In [59]:
import pandas as pd
import sklearn as sk
from sklearn.model_selection import train_test_split
from sklearn.feature_extraction.text import CountVectorizer, TfidfVectorizer
from sklearn.svm import SVC
from sklearn.ensemble import RandomForestClassifier
from sklearn.metrics import f1_score
from qwlist.qwlist import QList
import numpy as np

In [7]:
df = pd.read_csv('../data/train.tsv', sep='\t', encoding='utf-8')
df.head()

Unnamed: 0,sentence,target
0,Dla mnie faworytem do tytułu będzie Cracovia. ...,0
1,@anonymized_account @anonymized_account Brawo ...,0
2,"@anonymized_account @anonymized_account Super,...",0
3,@anonymized_account @anonymized_account Musi. ...,0
4,"Odrzut natychmiastowy, kwaśna mina, mam problem",0


In [14]:
df.groupby('target').count()

Unnamed: 0_level_0,sentence
target,Unnamed: 1_level_1
0,9190
1,851


In [8]:
with open('../data/stopwords_pl.txt', 'r', encoding='utf-8') as file:
    stopwords = [line.strip() for line in file.readlines()]

In [9]:
def remove_usernames(text: str):
    s = QList(text.split(' '))
    if '@anonymized_account' in s:
        return " ".join(s.filter(lambda x: x != "@anonymized_account"))
    return " ".join(s)

In [11]:
clean_df = df
clean_df['sentence'] = df['sentence'].apply(remove_usernames)

In [12]:
clean_df.head()

Unnamed: 0,sentence,target
0,Dla mnie faworytem do tytułu będzie Cracovia. ...,0
1,Brawo ty Daria kibic ma być na dobre i złe,0
2,"Super, polski premier składa kwiaty na grobach...",0
3,Musi.
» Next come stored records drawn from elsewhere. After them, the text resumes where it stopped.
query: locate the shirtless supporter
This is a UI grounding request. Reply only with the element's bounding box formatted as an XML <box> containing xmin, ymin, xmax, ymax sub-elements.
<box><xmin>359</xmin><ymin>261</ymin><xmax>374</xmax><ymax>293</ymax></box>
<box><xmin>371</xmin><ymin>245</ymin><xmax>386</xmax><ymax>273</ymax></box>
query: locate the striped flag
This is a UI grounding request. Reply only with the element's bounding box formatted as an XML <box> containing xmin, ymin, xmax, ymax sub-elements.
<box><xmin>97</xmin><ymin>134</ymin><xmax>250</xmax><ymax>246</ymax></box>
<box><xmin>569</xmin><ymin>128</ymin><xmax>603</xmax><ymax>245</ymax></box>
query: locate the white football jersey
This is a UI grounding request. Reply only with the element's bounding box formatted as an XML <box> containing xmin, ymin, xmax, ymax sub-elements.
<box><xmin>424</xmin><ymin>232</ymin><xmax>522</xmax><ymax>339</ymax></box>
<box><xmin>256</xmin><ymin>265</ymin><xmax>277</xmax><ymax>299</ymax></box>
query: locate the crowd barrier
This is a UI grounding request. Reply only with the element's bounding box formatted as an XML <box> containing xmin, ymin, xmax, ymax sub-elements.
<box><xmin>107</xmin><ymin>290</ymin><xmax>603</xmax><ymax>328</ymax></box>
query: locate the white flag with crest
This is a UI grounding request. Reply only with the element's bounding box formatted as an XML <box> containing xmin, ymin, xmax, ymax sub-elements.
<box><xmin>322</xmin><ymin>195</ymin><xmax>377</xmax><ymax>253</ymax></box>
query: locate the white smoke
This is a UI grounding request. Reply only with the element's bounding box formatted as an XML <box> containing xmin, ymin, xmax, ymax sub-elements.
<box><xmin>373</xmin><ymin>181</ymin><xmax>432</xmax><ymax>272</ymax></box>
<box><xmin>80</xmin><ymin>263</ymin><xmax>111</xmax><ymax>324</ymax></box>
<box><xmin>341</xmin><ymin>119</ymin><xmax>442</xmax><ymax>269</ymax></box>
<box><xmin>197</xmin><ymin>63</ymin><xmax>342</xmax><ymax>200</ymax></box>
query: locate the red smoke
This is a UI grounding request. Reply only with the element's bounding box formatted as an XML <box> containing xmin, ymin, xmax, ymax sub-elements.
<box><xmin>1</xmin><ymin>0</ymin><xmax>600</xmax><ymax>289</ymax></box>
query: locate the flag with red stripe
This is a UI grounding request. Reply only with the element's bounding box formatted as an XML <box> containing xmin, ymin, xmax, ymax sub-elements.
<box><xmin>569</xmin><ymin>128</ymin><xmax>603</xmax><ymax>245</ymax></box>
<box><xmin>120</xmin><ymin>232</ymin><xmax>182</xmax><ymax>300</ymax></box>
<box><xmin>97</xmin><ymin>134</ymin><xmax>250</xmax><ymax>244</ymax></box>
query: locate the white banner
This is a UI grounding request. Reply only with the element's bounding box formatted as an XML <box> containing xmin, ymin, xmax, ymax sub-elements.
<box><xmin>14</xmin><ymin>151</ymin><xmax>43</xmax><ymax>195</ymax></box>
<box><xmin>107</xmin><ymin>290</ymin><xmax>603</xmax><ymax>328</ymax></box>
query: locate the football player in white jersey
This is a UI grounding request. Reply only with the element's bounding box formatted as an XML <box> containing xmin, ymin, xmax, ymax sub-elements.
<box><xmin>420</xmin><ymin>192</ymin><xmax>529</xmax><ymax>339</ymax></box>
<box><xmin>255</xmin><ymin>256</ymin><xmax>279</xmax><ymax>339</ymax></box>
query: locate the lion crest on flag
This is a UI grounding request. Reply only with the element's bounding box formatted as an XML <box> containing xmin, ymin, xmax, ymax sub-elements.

Innej drogi nie mamy.,0
4,"Odrzut natychmiastowy, kwaśna mina, mam problem",0


In [13]:
train_df, test_df = train_test_split(clean_df)
train_df.head()

Unnamed: 0,sentence,target
9603,"RT Może szukają kasy, bo głównemu reklamodawcy...",0
5563,Czyli koalicja KO i PSL ma 264 o 10 więcej. Ro...,0
8265,"A tak, znam tę zasadę ;-)",0
6097,Mniemam że nie masz z tym problemu 😁😁😁😁,0
96,Prezes się cieszy ze Wisla odpadła bo w razie ...,0


In [49]:
cv = CountVectorizer(stop_words=stopwords, max_features=1000)
cv.fit(train_df['sentence'])

In [62]:
tfidf = TfidfVectorizer(stop_words=stopwords, max_features=1000)
tfidf.fit(train_df['sentence'])

In [56]:
x_train = cv.transform(train_df['sentence']).toarray()
y_train = train_df['target'].values

x_test = cv.transform(test_df['sentence']).toarray()
y_test = test_df['target'].values

In [60]:
svm = SVC()
svm.fit(x_train, y_train)
y_pred = svm.predict(x_test)
f1_score(y_test, y_pred)

0.028037383177570093

In [61]:
rfc = RandomForestClassifier()
rfc.fit(x_train, y_train)
y_pred = rfc.predict(x_test)
f1_score(y_test, y_pred)

0.21951219512195125

In [63]:
x_train = tfidf.transform(train_df['sentence']).toarray()
y_train = train_df['target'].values

x_test = tfidf.transform(test_df['sentence']).toarray()
y_test = test_df['target'].values

In [64]:
svm = SVC()
svm.fit(x_train, y_train)
y_pred = svm.predict(x_test)
f1_score(y_test, y_pred)

0.08849557522123894

In [65]:
rfc = RandomForestClassifier()
rfc.fit(x_train, y_train)
y_pred = rfc.predict(x_test)
f1_score(y_test, y_pred)

0.1992619926199262